Adams, Google’s lead social researcher, who has an excellent grip on the type of social graph relationships Facebook CEO Mark Zuckerberg is famous for, announced Monday evening via Twitter that he is leaving Google for Facebook. “After ~4 years in the awesome Google UX team it’s time for a change + I’m excited to be joining Facebook in the New Year,” he tweeted.
His report is said to have stimulated the Groups product, which launched earlier this fall after Facebook went into “Lockdown” to conclude it, said Inside Facebook, a tech website.
Nevertheless, the move which is reportedly considered as a setback for Google, however, shows Facebook’s reach across the web. In addition to a social project spearheaded by Vic Gundotra and Bradley Horowitz, the team Google acquired from Slide also is starting work on an internally developed solution, InsideFacebook said.

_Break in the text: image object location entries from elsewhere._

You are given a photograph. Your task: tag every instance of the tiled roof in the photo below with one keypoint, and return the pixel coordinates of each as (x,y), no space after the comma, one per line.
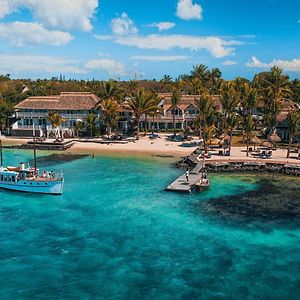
(65,101)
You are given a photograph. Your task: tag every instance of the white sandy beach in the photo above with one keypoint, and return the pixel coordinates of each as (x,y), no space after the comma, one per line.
(162,147)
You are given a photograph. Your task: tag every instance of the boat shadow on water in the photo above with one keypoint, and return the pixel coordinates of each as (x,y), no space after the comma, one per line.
(57,159)
(275,201)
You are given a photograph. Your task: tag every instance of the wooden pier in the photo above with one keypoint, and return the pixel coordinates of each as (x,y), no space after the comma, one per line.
(184,186)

Five months ago, Adams had released a report on the social network’s weaknesses, arguing that social network had not done enough to help people manage the distinct social groups in their lives.
“People have multiple facets of identity, there is not one proﬁle that ﬁts for all the people in their life. People appear differently to different audiences. They act one way with their family, they act another way in work, and they act another way with their best friends.”
Facebook at the time was occupied on its Groups product which allows users to chat with smaller groups of people that they know and can relate to, so whatever Adams did in his report must have given Facebook the ammo they needed to finish their software update (which they have now done). So it is not a surprise that they wanted to bring Adams over to their side.
He also discovered that people normally possess between four and six friend groups and only between two and six “close” friends. College friends do not necessarily mingle with work friends, who do not necessarily mix with a person’s family.
At Google, Adams worked on Buzz, YouTube, Latitude, and Gmail, and he also authored the forthcoming book, “Social Circles.” Before joining Google, Adams worked at Flow Interactive, where he was a user experience consultant. And rightly enough, some may also remember him from a highly influential slide presentation that he delivered at the Voices That Matter Web Design conference.
Adams, a senior user experience researcher at Google, released The Real Life Social Network, a 216-page slideshow that addressed the shortfalls of modern social media and privacy concerns in general (see below). The significance of his presentation is that while Facebook is great for sharing, its construct is that humans have one big social circle. Adams argued that people have multiple social circles and therefore need to have multiple privacy walls.
The Real Life Social Network v2:
In the presentation, Adams described that aim of his study meant questioning real people about how they use social networks, and he gave an example of a woman named Debbie who was a swim instructor and had friended a number of her students on Facebook. She also commented on other peoples’ pictures, such as suggestive photos from a rowdy bar. Adams said that halfway through the interview, Debbie suddenly realized that her students could see those pictures and was “angry with the system” for letting it happen.
Adams foretells that as the Web continues to evolve, users will need more than one profile and new social media will need to be designed with privacy as the main concern.